Hyaluronic Acid Supplements: Benefits and Side effects
Hyaluronic acid supplements have received positive reviews from consumers all over the world. Yet there are a handful of people who questioned the efficacy of these products as they are also used in horse. The question is why would people use these supplements when they are used in horses as well? Are they safe? Do they work at all?
Source and Composition
Hyaluronic acid is a compound that is naturally occurring in the human's body. It can be found within the collagen in the body and holds water to keep collagen hydrated and youthful. The skin contains 50 percent of the body's hyaluronic acid.
Commercial sources of hyaluronic acid are manufactured from cock's combs, chicken cartilage, and microbial fermentation from vegetables. Hyaluronic acid supplements are needed by the body as hyaluronic acid can be oxidized prematurely in the body from excess intake of vitamin B2, UV radiation exposure, or viruses.
Oral Supplements versus Injectables
Most people take oral hyaluronic acid supplements as they assume that it is safer than the injectables. This assumption may be true, but the efficacy of injections has been proven to be greater than those taken orally.
Hyaluronic acid supplements, in their raw form, have very large molecular weights that make them very effective in moisturizing the skin. Scientists claimed that if these supplements have very large molecular weights, the gastrointestinal system will have a hard time absorbing the compound. When taken orally, hyaluronic acid supplements may not be readily absorbed by the body.

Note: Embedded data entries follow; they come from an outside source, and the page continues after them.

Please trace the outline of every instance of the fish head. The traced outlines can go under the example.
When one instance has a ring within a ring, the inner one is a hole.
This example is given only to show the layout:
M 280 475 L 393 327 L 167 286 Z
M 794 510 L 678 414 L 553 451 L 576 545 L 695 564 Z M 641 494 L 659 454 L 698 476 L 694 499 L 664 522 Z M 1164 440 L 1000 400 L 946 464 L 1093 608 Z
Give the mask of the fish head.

To remedy this concern, a lot of nutritional supplement manufacturers have boasted that their oral hyaluronic acid supplements are already modified and have low molecular weights. This development assures the customers that oral supplements can already be absorbed and will definitely work.
Studies among people who take oral supplements regularly have shown that wound healing, skin moisture, and smoothness were improved. Their greatest benefit was shown in people who have joint function problems.

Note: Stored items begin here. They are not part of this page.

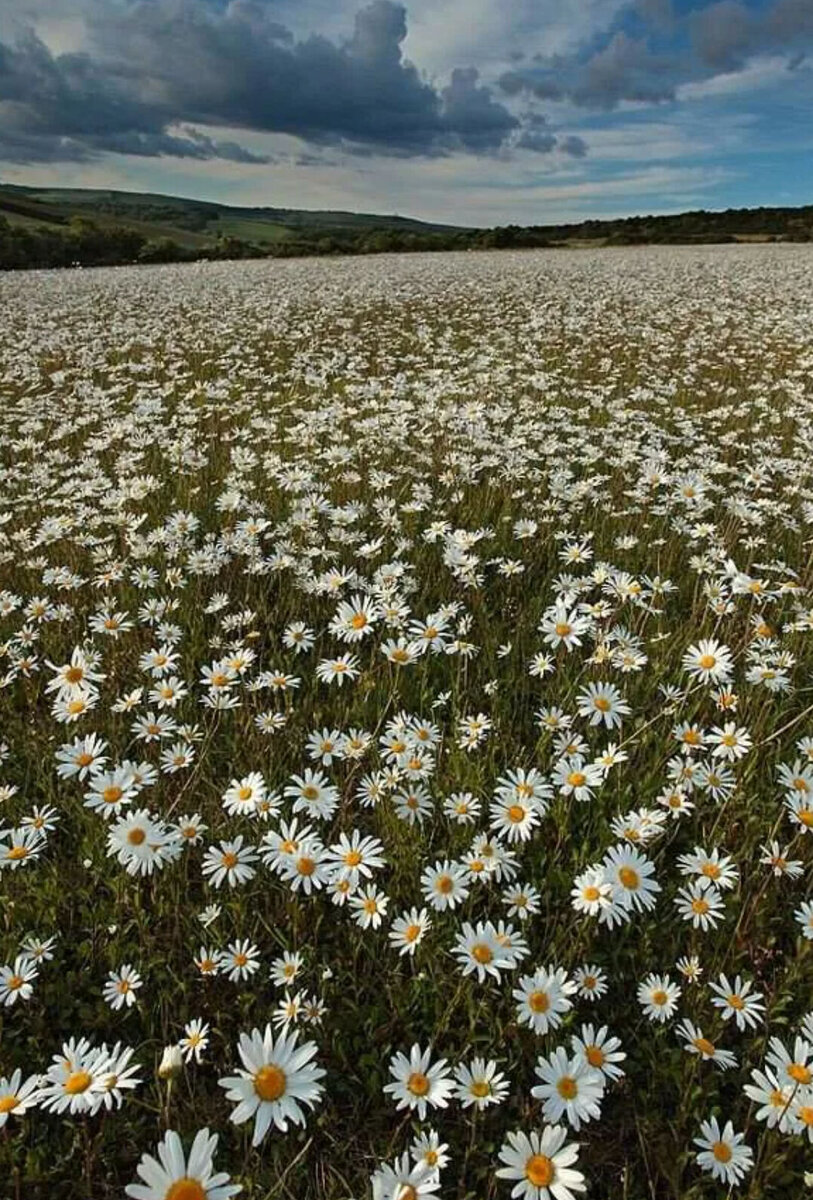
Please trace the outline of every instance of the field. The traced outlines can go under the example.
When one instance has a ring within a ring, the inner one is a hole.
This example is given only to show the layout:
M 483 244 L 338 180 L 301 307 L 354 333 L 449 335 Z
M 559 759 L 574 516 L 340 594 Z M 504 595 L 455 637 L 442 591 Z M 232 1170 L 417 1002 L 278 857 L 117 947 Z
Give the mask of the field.
M 0 311 L 3 1197 L 803 1196 L 813 249 Z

For hyaluronic acid supplements that come in forms of pills, creams, serums or liquids, adverse effects are not known. However, with knee and facial injections, various side effects have been exhibited.
Exhibited but less common side effects of hyaluronic acid knee injections are redness or bruising of the affected skin area, difficulty in swallowing, cough, flu, nausea, and dizziness. Other reported adverse effects include skin rash, hives, stuffy nose, chest tightness, breathing problems like wheezing and swelling of the face, lips, or eyelids.
When one wants to have facial injections of hyaluronic acid, make sure to mention to your doctor past allergic reactions. One should also take note that hyaluronic acid gels do not contain the anesthetic lidocaine. One should expect that the injections may be painful.
Before taking any hyaluronic acid supplements, research about the chosen product first and check for positive/negative reviews online. You can even ask your own doctor for any suggestion. It would be better to buy trial products first to avoid spending too much money. You may also end up being allergic to the product.